Elcio gosta de lembrar que o Ateliê foi um mecanismo encontrado para fortalecer a favela, uma vez que sua empresa gera renda e emprego para os moradores dali. “Quando vou fazer um trabalho, eu preciso de mão de obra. E sempre chamo um conhecido ou vizinho da região e assim eles começam a entender o empreendedorismo”, comenta.

Foi com esse espírito que o artista conheceu o jovem Leandro Araujo, morador da favela que é seu sócio há mais de sete anos.

“Trabalhar no Ateliê mudou a minha relação com São Paulo.

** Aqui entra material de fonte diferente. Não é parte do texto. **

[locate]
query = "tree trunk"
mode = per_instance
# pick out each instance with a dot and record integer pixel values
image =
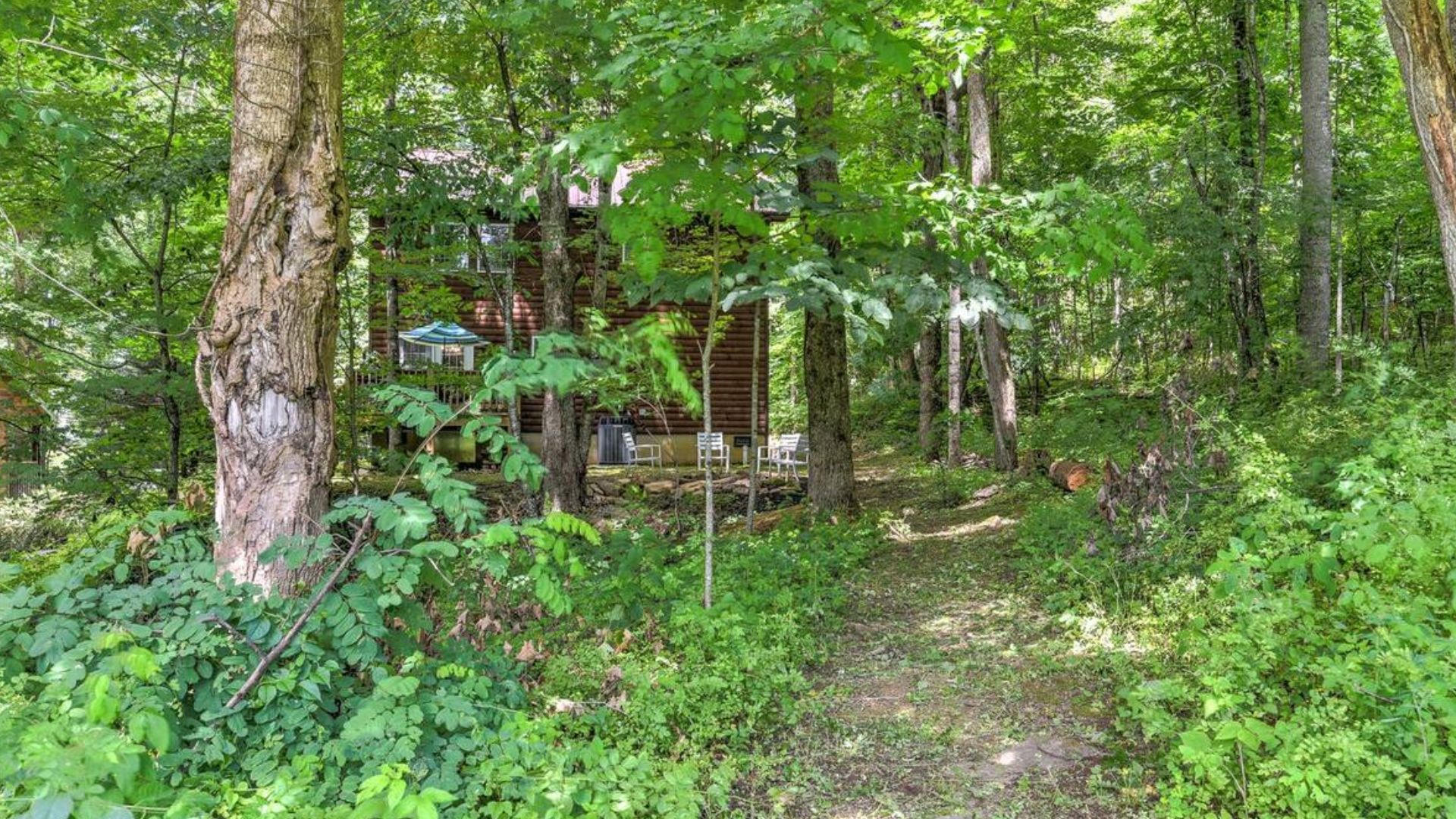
(1253, 142)
(565, 469)
(928, 366)
(265, 365)
(753, 416)
(956, 379)
(392, 435)
(603, 267)
(826, 347)
(1316, 187)
(1001, 387)
(710, 502)
(171, 409)
(1001, 381)
(1423, 46)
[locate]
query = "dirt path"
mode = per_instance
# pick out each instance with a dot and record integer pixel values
(951, 691)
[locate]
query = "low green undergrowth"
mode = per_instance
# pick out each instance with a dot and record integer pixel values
(463, 667)
(631, 700)
(1288, 629)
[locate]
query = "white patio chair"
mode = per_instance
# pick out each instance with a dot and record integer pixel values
(641, 453)
(711, 447)
(788, 452)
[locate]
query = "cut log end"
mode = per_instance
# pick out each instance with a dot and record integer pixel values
(1071, 475)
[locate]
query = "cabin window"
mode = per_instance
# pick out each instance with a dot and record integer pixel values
(452, 245)
(416, 356)
(495, 256)
(452, 356)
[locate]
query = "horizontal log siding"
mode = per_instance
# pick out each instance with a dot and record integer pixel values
(733, 356)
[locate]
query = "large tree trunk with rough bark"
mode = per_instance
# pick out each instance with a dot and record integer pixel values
(1316, 184)
(265, 363)
(1423, 44)
(1001, 379)
(826, 347)
(561, 452)
(1001, 388)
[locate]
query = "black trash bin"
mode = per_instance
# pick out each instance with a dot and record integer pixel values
(612, 447)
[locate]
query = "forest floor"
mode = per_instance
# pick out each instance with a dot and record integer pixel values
(951, 689)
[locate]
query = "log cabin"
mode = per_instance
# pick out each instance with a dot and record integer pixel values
(510, 248)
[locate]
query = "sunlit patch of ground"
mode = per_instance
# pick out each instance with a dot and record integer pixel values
(951, 691)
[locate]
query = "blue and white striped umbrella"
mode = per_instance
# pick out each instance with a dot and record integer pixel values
(441, 334)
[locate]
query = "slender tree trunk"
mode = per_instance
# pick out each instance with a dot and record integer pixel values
(1316, 187)
(392, 347)
(1253, 142)
(753, 416)
(265, 365)
(928, 366)
(565, 471)
(710, 502)
(171, 409)
(826, 346)
(956, 378)
(934, 156)
(1421, 39)
(603, 267)
(1001, 387)
(1340, 306)
(1001, 381)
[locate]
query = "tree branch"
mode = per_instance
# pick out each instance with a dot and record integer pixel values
(303, 617)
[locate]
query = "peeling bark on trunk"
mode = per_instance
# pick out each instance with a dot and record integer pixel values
(1316, 187)
(265, 365)
(561, 453)
(956, 379)
(995, 349)
(826, 347)
(753, 417)
(928, 366)
(710, 503)
(603, 270)
(1001, 387)
(1423, 44)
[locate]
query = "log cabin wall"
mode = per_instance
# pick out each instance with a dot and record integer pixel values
(733, 356)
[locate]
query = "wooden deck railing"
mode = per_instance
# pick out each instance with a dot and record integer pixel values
(450, 391)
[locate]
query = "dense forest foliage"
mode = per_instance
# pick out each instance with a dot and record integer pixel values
(1197, 257)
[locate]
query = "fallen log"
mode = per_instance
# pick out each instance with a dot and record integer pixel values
(1071, 475)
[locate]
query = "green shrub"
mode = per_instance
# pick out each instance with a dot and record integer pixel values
(1321, 681)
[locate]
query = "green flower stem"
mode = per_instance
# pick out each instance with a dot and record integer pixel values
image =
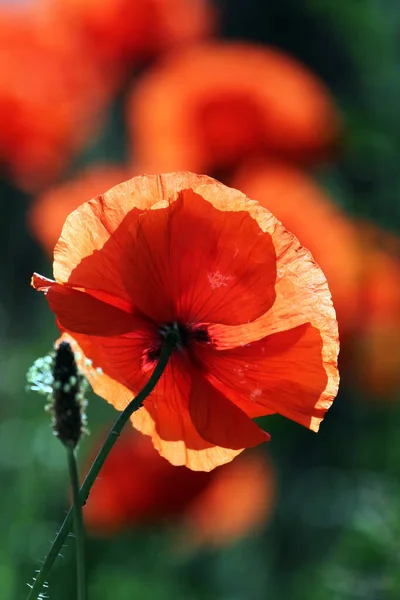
(171, 341)
(78, 526)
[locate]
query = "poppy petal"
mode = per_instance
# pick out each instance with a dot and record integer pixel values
(103, 385)
(233, 281)
(283, 373)
(234, 278)
(80, 312)
(165, 417)
(219, 421)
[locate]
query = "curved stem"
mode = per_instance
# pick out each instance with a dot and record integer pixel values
(78, 526)
(112, 437)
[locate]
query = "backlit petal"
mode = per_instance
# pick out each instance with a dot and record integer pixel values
(283, 373)
(165, 417)
(219, 421)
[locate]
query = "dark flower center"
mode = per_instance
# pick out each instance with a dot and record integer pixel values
(186, 336)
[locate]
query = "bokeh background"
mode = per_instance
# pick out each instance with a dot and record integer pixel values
(295, 102)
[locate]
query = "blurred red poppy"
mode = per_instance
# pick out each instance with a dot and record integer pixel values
(117, 32)
(49, 210)
(138, 487)
(210, 107)
(375, 356)
(257, 328)
(306, 210)
(51, 98)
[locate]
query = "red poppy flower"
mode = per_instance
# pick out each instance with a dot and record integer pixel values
(119, 31)
(210, 107)
(51, 99)
(257, 326)
(49, 210)
(375, 358)
(306, 210)
(210, 508)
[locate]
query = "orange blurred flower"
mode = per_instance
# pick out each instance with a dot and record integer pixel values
(117, 32)
(48, 211)
(376, 350)
(308, 212)
(210, 107)
(50, 97)
(137, 487)
(253, 311)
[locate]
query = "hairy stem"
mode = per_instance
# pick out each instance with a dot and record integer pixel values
(114, 433)
(78, 527)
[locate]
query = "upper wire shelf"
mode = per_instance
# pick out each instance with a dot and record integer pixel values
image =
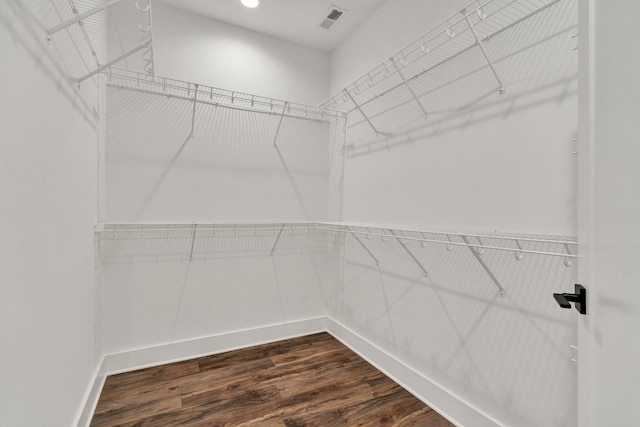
(476, 243)
(112, 32)
(146, 83)
(419, 75)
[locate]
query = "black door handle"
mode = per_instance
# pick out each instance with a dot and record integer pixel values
(579, 298)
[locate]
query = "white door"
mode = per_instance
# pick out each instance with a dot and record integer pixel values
(609, 336)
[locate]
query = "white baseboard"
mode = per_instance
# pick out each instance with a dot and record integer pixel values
(446, 403)
(92, 396)
(191, 349)
(457, 411)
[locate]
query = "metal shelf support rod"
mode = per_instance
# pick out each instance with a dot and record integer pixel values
(411, 91)
(277, 239)
(275, 138)
(357, 239)
(485, 266)
(413, 257)
(193, 243)
(193, 113)
(470, 245)
(362, 112)
(484, 52)
(81, 17)
(115, 61)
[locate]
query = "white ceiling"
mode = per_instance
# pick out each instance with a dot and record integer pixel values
(295, 20)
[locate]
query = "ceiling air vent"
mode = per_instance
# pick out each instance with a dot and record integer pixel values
(332, 17)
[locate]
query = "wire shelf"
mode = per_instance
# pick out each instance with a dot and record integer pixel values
(148, 83)
(111, 32)
(444, 70)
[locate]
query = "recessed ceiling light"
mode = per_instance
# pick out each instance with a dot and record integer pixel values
(251, 3)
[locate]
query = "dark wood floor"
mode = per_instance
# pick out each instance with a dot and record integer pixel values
(308, 381)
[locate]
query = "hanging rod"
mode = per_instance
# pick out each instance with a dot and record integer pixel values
(523, 238)
(465, 244)
(263, 226)
(81, 17)
(129, 21)
(177, 89)
(495, 15)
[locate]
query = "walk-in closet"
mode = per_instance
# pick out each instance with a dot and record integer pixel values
(319, 213)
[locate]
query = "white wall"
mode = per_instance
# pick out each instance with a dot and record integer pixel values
(229, 171)
(609, 216)
(504, 163)
(48, 209)
(199, 50)
(157, 290)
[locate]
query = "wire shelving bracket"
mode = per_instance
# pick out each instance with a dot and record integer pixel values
(201, 94)
(420, 67)
(507, 243)
(114, 31)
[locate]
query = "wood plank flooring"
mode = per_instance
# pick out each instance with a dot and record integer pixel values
(313, 381)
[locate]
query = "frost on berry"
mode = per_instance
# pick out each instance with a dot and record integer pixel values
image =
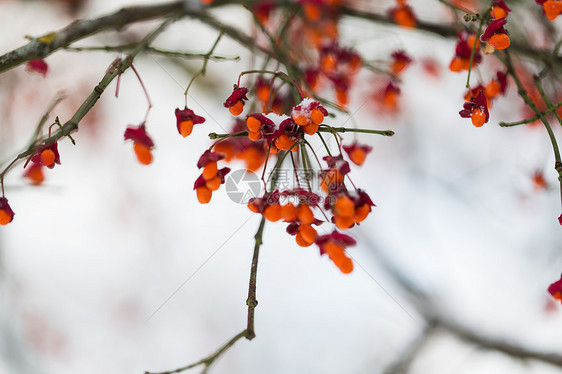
(47, 155)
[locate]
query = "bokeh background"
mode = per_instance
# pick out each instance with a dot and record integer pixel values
(114, 267)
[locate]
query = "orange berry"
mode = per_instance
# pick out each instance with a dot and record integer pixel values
(478, 118)
(47, 157)
(361, 213)
(254, 135)
(143, 152)
(456, 65)
(358, 156)
(237, 108)
(284, 142)
(342, 222)
(552, 9)
(305, 214)
(186, 127)
(307, 232)
(329, 63)
(210, 170)
(344, 206)
(289, 212)
(253, 124)
(204, 194)
(5, 217)
(301, 120)
(301, 241)
(316, 116)
(310, 129)
(214, 183)
(499, 41)
(272, 212)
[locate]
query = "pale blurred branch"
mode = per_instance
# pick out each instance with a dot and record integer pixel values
(117, 67)
(251, 301)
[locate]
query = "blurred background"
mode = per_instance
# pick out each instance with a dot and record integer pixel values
(111, 266)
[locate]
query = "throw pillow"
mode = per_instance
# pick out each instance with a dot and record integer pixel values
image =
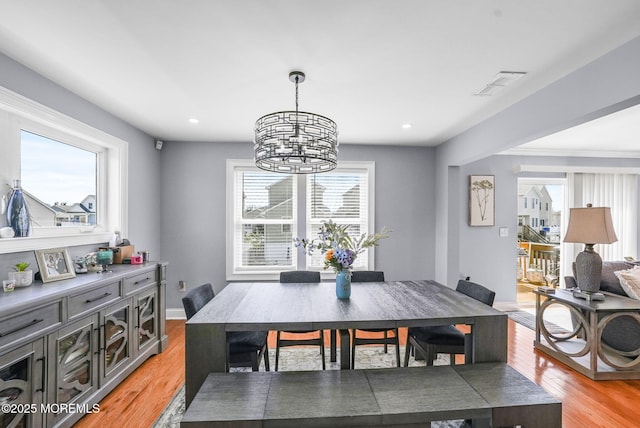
(630, 281)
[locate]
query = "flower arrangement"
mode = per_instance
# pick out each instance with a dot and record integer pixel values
(339, 248)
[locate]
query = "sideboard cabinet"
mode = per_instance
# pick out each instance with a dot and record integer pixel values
(65, 345)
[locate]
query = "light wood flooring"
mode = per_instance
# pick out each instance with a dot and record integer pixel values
(140, 399)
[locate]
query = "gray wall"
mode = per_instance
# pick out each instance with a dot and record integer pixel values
(485, 256)
(144, 160)
(194, 212)
(603, 86)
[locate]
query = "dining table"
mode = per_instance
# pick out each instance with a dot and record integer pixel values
(256, 306)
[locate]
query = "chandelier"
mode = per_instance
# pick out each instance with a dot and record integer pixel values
(295, 141)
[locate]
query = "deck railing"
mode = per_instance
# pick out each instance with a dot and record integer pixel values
(540, 264)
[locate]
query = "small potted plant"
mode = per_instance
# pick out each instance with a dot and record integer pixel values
(21, 275)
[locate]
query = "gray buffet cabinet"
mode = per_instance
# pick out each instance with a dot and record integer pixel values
(65, 345)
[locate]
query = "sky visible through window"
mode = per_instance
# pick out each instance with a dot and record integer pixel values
(56, 172)
(332, 196)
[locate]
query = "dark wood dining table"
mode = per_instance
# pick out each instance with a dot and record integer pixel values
(255, 306)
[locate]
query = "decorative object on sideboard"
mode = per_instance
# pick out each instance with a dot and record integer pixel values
(81, 264)
(18, 212)
(8, 285)
(22, 276)
(7, 232)
(105, 258)
(55, 264)
(295, 141)
(589, 226)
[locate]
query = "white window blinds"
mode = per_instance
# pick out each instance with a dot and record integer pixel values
(264, 204)
(342, 197)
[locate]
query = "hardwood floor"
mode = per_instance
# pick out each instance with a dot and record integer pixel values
(585, 403)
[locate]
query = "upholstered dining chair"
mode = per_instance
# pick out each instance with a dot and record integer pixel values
(430, 341)
(300, 276)
(244, 348)
(373, 276)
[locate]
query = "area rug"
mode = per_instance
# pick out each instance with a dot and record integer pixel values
(309, 359)
(528, 320)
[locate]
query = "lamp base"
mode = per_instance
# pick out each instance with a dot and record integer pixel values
(588, 296)
(588, 270)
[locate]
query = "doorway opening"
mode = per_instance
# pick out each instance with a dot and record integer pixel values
(540, 206)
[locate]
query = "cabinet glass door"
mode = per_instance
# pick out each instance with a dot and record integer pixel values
(116, 329)
(74, 364)
(15, 388)
(147, 319)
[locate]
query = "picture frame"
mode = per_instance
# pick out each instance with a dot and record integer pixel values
(55, 264)
(482, 200)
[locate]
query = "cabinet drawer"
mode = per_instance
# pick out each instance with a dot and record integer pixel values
(136, 282)
(29, 323)
(84, 302)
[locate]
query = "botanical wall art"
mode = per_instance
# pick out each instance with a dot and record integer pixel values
(481, 200)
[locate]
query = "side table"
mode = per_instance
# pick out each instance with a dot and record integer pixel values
(582, 348)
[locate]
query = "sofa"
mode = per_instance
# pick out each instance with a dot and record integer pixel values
(622, 333)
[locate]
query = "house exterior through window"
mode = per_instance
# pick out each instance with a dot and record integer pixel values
(266, 210)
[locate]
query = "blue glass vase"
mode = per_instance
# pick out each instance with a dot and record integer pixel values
(18, 213)
(343, 284)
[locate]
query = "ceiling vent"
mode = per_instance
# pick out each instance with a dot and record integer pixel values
(499, 81)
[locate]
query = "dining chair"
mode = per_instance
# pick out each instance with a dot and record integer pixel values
(244, 348)
(373, 276)
(299, 276)
(428, 342)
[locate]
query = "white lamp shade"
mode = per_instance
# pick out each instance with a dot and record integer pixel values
(591, 225)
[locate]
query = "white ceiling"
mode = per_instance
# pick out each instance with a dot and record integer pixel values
(371, 65)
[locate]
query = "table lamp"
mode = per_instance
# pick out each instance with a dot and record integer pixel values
(591, 225)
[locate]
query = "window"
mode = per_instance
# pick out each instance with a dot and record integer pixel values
(267, 210)
(263, 220)
(60, 181)
(98, 175)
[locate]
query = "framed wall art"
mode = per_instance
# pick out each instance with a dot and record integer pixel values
(55, 264)
(481, 200)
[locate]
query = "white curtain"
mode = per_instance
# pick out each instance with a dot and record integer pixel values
(617, 191)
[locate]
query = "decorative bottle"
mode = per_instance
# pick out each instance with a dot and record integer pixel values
(17, 212)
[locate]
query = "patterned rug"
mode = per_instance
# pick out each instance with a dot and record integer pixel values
(309, 359)
(528, 320)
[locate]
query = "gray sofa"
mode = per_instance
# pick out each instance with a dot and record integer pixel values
(623, 333)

Antes eu ficava muito aqui na vila, hoje eu sou da cidade”, diz Leandro. “Conheci muita gente de diferentes regiões ao longo desses anos e acredito que temos que aprimorar essa troca de experiências”.

Os sócios Leandro Araujo (à esquerda) e Elcio Torres

“Azulejo não é fim. Azulejo é meio”. Essa frase costuma ser dita pelos sócios nas muitas entrevistas que fazem à imprensa para lembrar que a cerâmica é uma forma lúdica de dar luz a questões acobertadas de São Paulo. “O azulejo é meio de discussão do lugar que vivo, meio de discussão de como eu me relaciono com meu vizinho e com minha cidade”, afirma Elcio.

Na escadaria da Vila Madalena, serão inseridas obras criadas por nove artistas que atuam em diferentes vertentes, como o poeta da periferia Sérgio Vaz, criador do famoso Sarau da Cooperifa, na zona sul de São Paulo. Uma poesia de Vaz foi gravada em azulejo e inserida em alguns degraus.

Além de sua poesia, a escadaria também receberá o trabalho de Juliana Russo, Valentina FG, Jéssica Oliveira, Elizandra Souza, Laura Guimarães, Dugueto Shabazz, KS Nei e Jorge Rezende.

Frase do artista KS Nei instalada na escadaria da Vila Madalena

A inauguração da nova escadaria será feita durante a realização de mais um encontro do projeto Passeio na Vila, no Armazém da Cidade, onde haverá uma tarde de gastronomia e jazz na rua.